Materials and Methods

The study protocol was approved by the Ethics Committee of Kocaeli University (#349/2014), and written informed consent was obtained from parents and patients prior to treatment. Based on data from a pilot study, a minimum sample size of 34 subjects was calculated using the G*Power software program (Ver. 3.1.9.2; power 0.80, α = 0.05, β = 0.20). Allowing for the possibility that children/parents might subsequently drop out of the study for various reasons, the first 40 children 6–12 years of age applying for routine dental treatment at the Kocaeli University Paediatric Dentistry Clinic who met the inclusion criteria and agreed to participation were selected for the study.

All patients required symmetric bilateral primary molar extractions in the maxilla or mandible with similar levels of operative difficulty. When the root, crown, and remaining bone structures were similar sizes on a radiographic examination, the case was considered to entail a similar degree of operative difficulty. Teeth were included in the study if at least two thirds of root formation was complete and if abscess/infection did not exceed one third of the inter-radicular area. Because anxiety may affect the perception and rating of pain, anxiety levels of children and parents were evaluated prior to the study using Corah's Dental Anxiety Scale (DAS),¹⁷ and children and parents who scored ≤12, indicating moderate or no anxiety, and children who did not have tooth extraction experience previously, were also included in the study. Finally, children without a history of prolonged bleeding, platelet disorders, hypersensitivity, and allergic reactions to analgesics or contraindications to laser therapy as well as children without acute pain were included in the study. Children whose parents did not provide a telephone contact number or who were unavailable for supervision during the postoperative period were excluded from the study.
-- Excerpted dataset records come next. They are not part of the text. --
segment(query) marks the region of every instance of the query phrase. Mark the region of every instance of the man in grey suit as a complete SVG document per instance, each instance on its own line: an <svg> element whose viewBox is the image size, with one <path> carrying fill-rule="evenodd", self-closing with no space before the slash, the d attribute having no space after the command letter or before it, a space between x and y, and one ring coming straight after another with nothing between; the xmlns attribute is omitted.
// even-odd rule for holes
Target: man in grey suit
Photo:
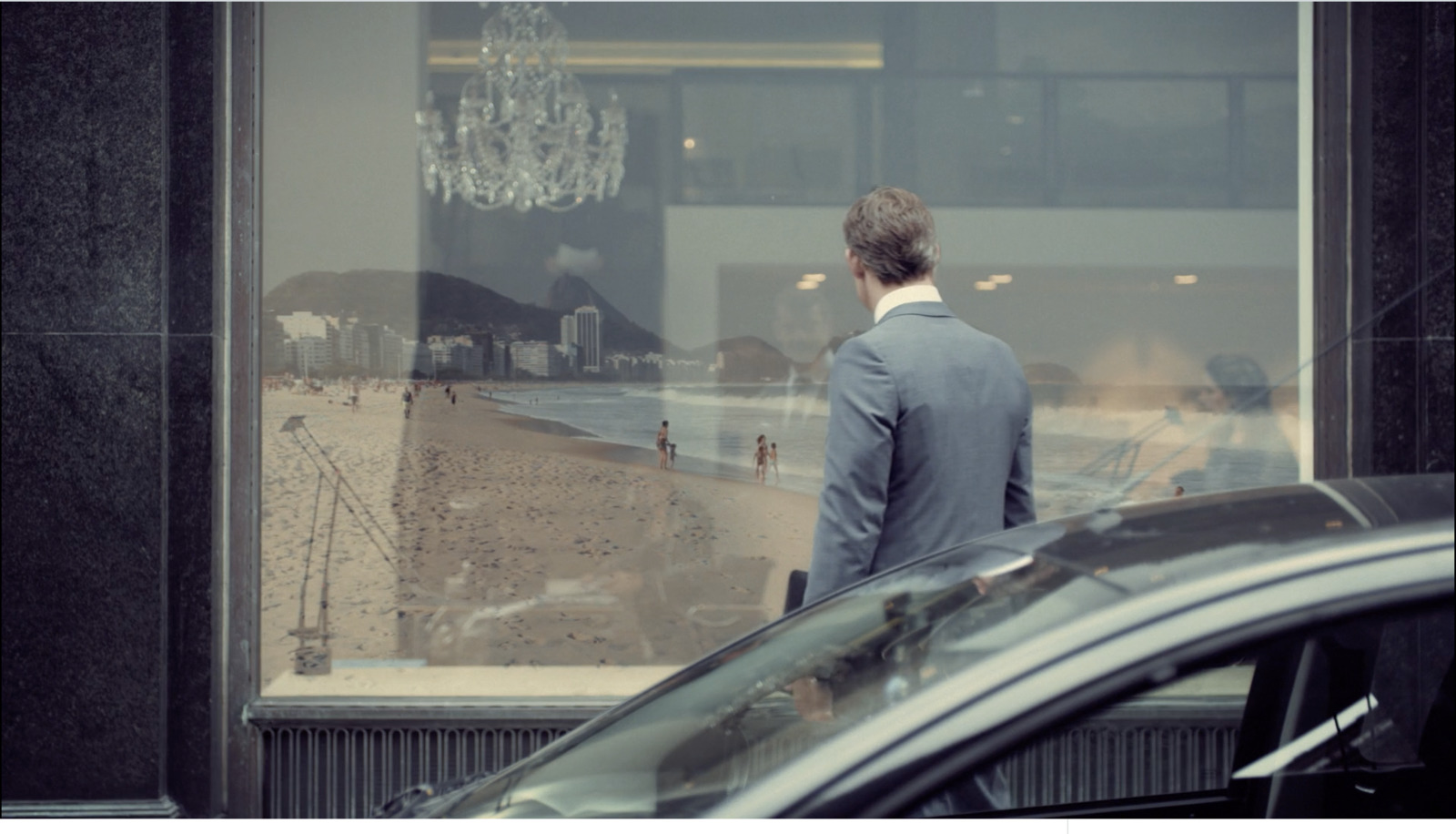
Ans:
<svg viewBox="0 0 1456 834"><path fill-rule="evenodd" d="M844 243L875 327L834 354L804 602L1037 521L1026 378L1006 343L941 300L930 210L878 188L849 208Z"/></svg>

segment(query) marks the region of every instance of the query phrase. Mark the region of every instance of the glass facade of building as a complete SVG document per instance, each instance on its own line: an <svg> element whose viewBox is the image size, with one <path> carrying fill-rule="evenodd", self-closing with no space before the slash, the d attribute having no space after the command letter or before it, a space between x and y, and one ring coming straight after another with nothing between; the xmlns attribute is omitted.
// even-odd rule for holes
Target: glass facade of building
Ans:
<svg viewBox="0 0 1456 834"><path fill-rule="evenodd" d="M566 213L421 185L494 9L262 10L265 697L629 694L773 618L877 185L1025 370L1041 518L1312 471L1294 4L552 4L629 134Z"/></svg>

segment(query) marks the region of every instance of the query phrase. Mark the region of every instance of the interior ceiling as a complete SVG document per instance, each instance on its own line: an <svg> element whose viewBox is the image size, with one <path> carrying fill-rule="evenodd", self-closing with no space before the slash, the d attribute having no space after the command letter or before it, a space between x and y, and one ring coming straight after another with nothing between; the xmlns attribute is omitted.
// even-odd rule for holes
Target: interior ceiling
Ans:
<svg viewBox="0 0 1456 834"><path fill-rule="evenodd" d="M495 3L430 3L430 38L476 39ZM894 3L547 3L581 41L874 42Z"/></svg>

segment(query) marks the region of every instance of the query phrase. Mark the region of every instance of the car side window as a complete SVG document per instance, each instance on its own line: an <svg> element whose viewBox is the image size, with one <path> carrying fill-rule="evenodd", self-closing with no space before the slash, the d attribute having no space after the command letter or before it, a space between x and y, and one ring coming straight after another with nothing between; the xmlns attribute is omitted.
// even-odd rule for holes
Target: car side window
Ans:
<svg viewBox="0 0 1456 834"><path fill-rule="evenodd" d="M1219 815L1450 815L1452 633L1447 607L1262 643L1042 732L907 815L1158 798Z"/></svg>

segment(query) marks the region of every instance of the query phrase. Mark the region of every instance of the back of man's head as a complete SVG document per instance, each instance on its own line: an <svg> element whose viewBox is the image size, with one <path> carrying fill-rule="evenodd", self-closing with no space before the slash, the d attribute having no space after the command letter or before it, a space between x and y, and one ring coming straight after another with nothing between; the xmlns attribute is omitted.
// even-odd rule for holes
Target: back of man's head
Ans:
<svg viewBox="0 0 1456 834"><path fill-rule="evenodd" d="M881 187L856 200L844 216L844 245L884 284L929 276L939 257L930 210L904 188Z"/></svg>

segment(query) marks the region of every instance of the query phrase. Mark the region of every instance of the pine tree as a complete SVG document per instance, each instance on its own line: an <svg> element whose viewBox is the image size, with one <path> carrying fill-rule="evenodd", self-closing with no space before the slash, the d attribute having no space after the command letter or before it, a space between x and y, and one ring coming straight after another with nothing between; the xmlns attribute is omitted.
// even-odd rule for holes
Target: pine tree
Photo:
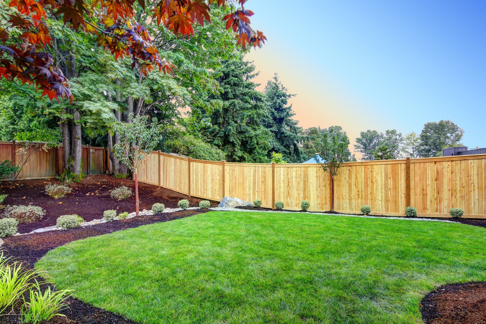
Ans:
<svg viewBox="0 0 486 324"><path fill-rule="evenodd" d="M301 162L305 159L298 143L302 141L302 128L298 121L293 119L295 113L292 105L287 106L288 99L295 94L287 92L287 89L278 80L275 73L267 83L263 92L265 106L270 118L263 121L263 125L274 134L270 151L282 153L290 162Z"/></svg>

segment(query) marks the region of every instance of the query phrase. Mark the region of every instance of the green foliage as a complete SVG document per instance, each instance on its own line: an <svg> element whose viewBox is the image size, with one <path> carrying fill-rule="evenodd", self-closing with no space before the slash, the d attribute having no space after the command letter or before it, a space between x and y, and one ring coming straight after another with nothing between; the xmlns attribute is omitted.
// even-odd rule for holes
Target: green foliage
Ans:
<svg viewBox="0 0 486 324"><path fill-rule="evenodd" d="M38 221L46 215L42 207L34 205L13 205L7 206L3 212L3 217L15 218L19 223L32 223Z"/></svg>
<svg viewBox="0 0 486 324"><path fill-rule="evenodd" d="M451 208L449 209L449 215L454 218L460 218L464 215L464 210L462 208Z"/></svg>
<svg viewBox="0 0 486 324"><path fill-rule="evenodd" d="M81 223L79 222L79 217L75 214L59 216L56 220L56 226L63 230L77 227Z"/></svg>
<svg viewBox="0 0 486 324"><path fill-rule="evenodd" d="M254 207L261 207L261 200L259 199L256 199L253 200L253 206Z"/></svg>
<svg viewBox="0 0 486 324"><path fill-rule="evenodd" d="M361 206L361 208L360 209L360 210L361 210L361 212L364 214L364 215L367 215L368 214L369 214L371 212L371 207L370 207L369 206L368 206L367 205L364 205Z"/></svg>
<svg viewBox="0 0 486 324"><path fill-rule="evenodd" d="M125 186L122 186L114 189L110 192L110 197L111 199L116 199L122 200L133 196L132 189Z"/></svg>
<svg viewBox="0 0 486 324"><path fill-rule="evenodd" d="M208 209L211 207L211 203L208 200L201 200L199 201L199 208Z"/></svg>
<svg viewBox="0 0 486 324"><path fill-rule="evenodd" d="M0 237L11 236L17 233L18 221L15 218L0 218Z"/></svg>
<svg viewBox="0 0 486 324"><path fill-rule="evenodd" d="M179 200L177 203L177 207L182 209L187 209L189 208L189 200L187 199L183 199Z"/></svg>
<svg viewBox="0 0 486 324"><path fill-rule="evenodd" d="M103 219L107 222L113 221L117 216L117 211L113 209L109 209L103 212Z"/></svg>
<svg viewBox="0 0 486 324"><path fill-rule="evenodd" d="M412 206L406 207L405 209L405 215L407 217L417 217L417 209Z"/></svg>
<svg viewBox="0 0 486 324"><path fill-rule="evenodd" d="M152 205L152 211L156 214L162 213L165 210L165 206L164 204L159 202L156 202Z"/></svg>
<svg viewBox="0 0 486 324"><path fill-rule="evenodd" d="M310 206L310 203L307 200L302 200L300 202L300 209L302 210L305 210L307 212Z"/></svg>

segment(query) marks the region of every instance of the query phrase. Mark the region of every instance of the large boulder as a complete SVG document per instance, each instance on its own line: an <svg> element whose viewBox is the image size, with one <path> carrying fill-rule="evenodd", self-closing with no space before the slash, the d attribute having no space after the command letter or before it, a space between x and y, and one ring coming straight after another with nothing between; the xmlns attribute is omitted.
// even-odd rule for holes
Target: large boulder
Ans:
<svg viewBox="0 0 486 324"><path fill-rule="evenodd" d="M236 197L224 197L221 199L221 202L218 205L218 207L229 207L234 208L237 206L253 206L253 204L248 201L245 201L239 198Z"/></svg>

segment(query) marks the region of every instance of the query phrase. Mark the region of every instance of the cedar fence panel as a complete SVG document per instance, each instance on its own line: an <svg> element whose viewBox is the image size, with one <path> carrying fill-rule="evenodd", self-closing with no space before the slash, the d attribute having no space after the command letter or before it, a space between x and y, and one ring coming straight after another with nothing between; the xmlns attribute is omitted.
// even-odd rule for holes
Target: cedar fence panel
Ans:
<svg viewBox="0 0 486 324"><path fill-rule="evenodd" d="M330 209L331 181L312 164L205 161L151 152L139 166L140 182L219 201L226 196L285 209ZM486 155L347 162L334 182L334 210L359 213L369 205L376 215L404 216L413 206L420 216L449 217L451 207L464 216L486 218Z"/></svg>

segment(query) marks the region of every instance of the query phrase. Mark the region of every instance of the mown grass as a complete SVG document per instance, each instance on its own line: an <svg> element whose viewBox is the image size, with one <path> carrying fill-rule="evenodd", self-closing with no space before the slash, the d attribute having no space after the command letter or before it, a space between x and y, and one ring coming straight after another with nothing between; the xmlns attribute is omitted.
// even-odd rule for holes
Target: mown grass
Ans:
<svg viewBox="0 0 486 324"><path fill-rule="evenodd" d="M486 230L427 221L209 212L73 242L60 288L143 323L420 323L423 294L486 280Z"/></svg>

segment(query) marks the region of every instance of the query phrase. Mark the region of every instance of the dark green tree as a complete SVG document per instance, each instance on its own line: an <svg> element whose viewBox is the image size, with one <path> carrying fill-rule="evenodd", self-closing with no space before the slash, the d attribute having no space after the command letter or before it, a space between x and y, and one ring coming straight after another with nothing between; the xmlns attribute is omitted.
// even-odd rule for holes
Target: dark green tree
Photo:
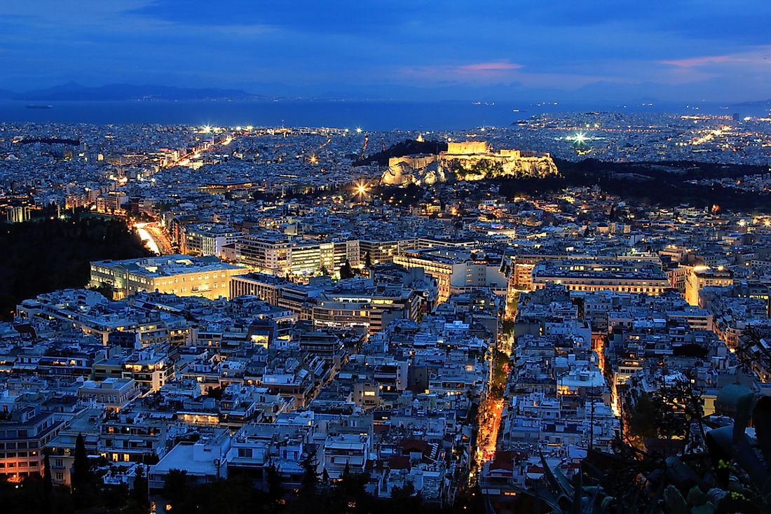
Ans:
<svg viewBox="0 0 771 514"><path fill-rule="evenodd" d="M140 465L134 475L134 487L131 496L136 502L136 506L142 514L150 512L150 498L147 491L147 476L144 472L144 466Z"/></svg>
<svg viewBox="0 0 771 514"><path fill-rule="evenodd" d="M91 472L91 462L86 451L86 440L78 434L75 440L72 462L72 503L76 509L86 509L93 503L96 484Z"/></svg>
<svg viewBox="0 0 771 514"><path fill-rule="evenodd" d="M340 267L340 278L353 278L353 277L354 273L353 270L351 268L351 263L348 259L345 259L345 262L344 262L342 266Z"/></svg>
<svg viewBox="0 0 771 514"><path fill-rule="evenodd" d="M281 478L278 475L278 469L276 469L275 463L271 460L268 465L268 470L265 475L268 481L268 499L273 508L281 506L281 499L284 498L284 485L281 485Z"/></svg>
<svg viewBox="0 0 771 514"><path fill-rule="evenodd" d="M187 472L170 469L163 481L163 498L169 500L172 510L184 512L185 500L187 497Z"/></svg>
<svg viewBox="0 0 771 514"><path fill-rule="evenodd" d="M302 480L300 482L299 512L318 512L319 504L318 497L318 462L316 460L316 454L309 451L300 462L300 466L303 469Z"/></svg>
<svg viewBox="0 0 771 514"><path fill-rule="evenodd" d="M53 479L51 477L51 459L49 449L43 450L43 506L46 512L51 512L53 496Z"/></svg>

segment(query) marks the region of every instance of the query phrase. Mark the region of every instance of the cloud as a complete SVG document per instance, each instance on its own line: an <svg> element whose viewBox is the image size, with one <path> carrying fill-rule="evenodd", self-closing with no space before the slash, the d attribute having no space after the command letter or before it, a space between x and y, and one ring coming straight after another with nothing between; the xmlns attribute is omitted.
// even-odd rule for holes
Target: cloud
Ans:
<svg viewBox="0 0 771 514"><path fill-rule="evenodd" d="M750 59L739 57L736 55L705 55L703 57L690 57L688 59L678 59L667 61L661 61L662 64L668 64L678 68L696 68L708 64L716 64L723 62L747 62Z"/></svg>
<svg viewBox="0 0 771 514"><path fill-rule="evenodd" d="M470 64L402 66L398 74L434 80L463 81L498 79L523 68L523 65L507 60L472 62Z"/></svg>
<svg viewBox="0 0 771 514"><path fill-rule="evenodd" d="M521 64L509 62L508 61L494 61L493 62L476 62L474 64L466 64L462 66L456 66L454 71L456 73L470 73L471 75L503 73L510 72L513 69L522 68Z"/></svg>

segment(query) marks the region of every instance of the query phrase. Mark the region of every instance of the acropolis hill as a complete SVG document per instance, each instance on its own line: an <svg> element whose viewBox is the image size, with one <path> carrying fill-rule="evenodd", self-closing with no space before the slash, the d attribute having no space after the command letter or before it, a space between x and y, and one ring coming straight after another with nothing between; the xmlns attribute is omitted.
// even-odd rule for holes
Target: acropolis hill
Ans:
<svg viewBox="0 0 771 514"><path fill-rule="evenodd" d="M448 143L446 151L392 157L381 182L387 185L433 184L452 180L546 177L558 175L548 153L530 150L493 152L484 141Z"/></svg>

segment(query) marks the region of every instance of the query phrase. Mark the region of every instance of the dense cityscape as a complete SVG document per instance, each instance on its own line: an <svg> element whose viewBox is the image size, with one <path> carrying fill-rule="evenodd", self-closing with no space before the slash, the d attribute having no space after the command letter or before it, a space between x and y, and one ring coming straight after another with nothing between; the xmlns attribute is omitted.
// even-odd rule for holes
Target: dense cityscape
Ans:
<svg viewBox="0 0 771 514"><path fill-rule="evenodd" d="M769 149L768 117L2 124L4 242L22 256L2 269L4 497L767 512L767 471L725 445L747 398L768 408ZM765 449L752 425L736 437ZM707 452L736 464L720 476Z"/></svg>
<svg viewBox="0 0 771 514"><path fill-rule="evenodd" d="M769 19L0 2L0 514L771 514Z"/></svg>

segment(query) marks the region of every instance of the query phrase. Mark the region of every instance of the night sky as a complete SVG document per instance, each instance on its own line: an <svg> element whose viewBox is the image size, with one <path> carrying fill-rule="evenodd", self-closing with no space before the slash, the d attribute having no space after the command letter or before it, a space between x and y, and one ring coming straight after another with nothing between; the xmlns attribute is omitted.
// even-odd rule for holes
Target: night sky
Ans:
<svg viewBox="0 0 771 514"><path fill-rule="evenodd" d="M0 89L402 99L771 98L771 2L4 0Z"/></svg>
The study was conducted using a randomized, controlled crossover, blind design. All extractions were performed at the same time of day (1.30–2.30 p.m.) with an interval of 1 week between procedures. Maxillary teeth were anesthetized using infiltration anaesthesia, and mandibular teeth were anesthetized using inferior alveolar nerve block anaesthesia. Prior to injection, the injection site was dried, and topical anaesthetic (Hurricaine, Beutlich, 1541 Shields Drive Waukegan IL) was applied with a cotton tip applicator to the area for 60 sec. Local anaesthesia was achieved using articaine hydrochloride with 1/100,000 epinephrine (Ultracaine D-S forte, Hoechst Canada Inc., Montreal Quebec, Canada).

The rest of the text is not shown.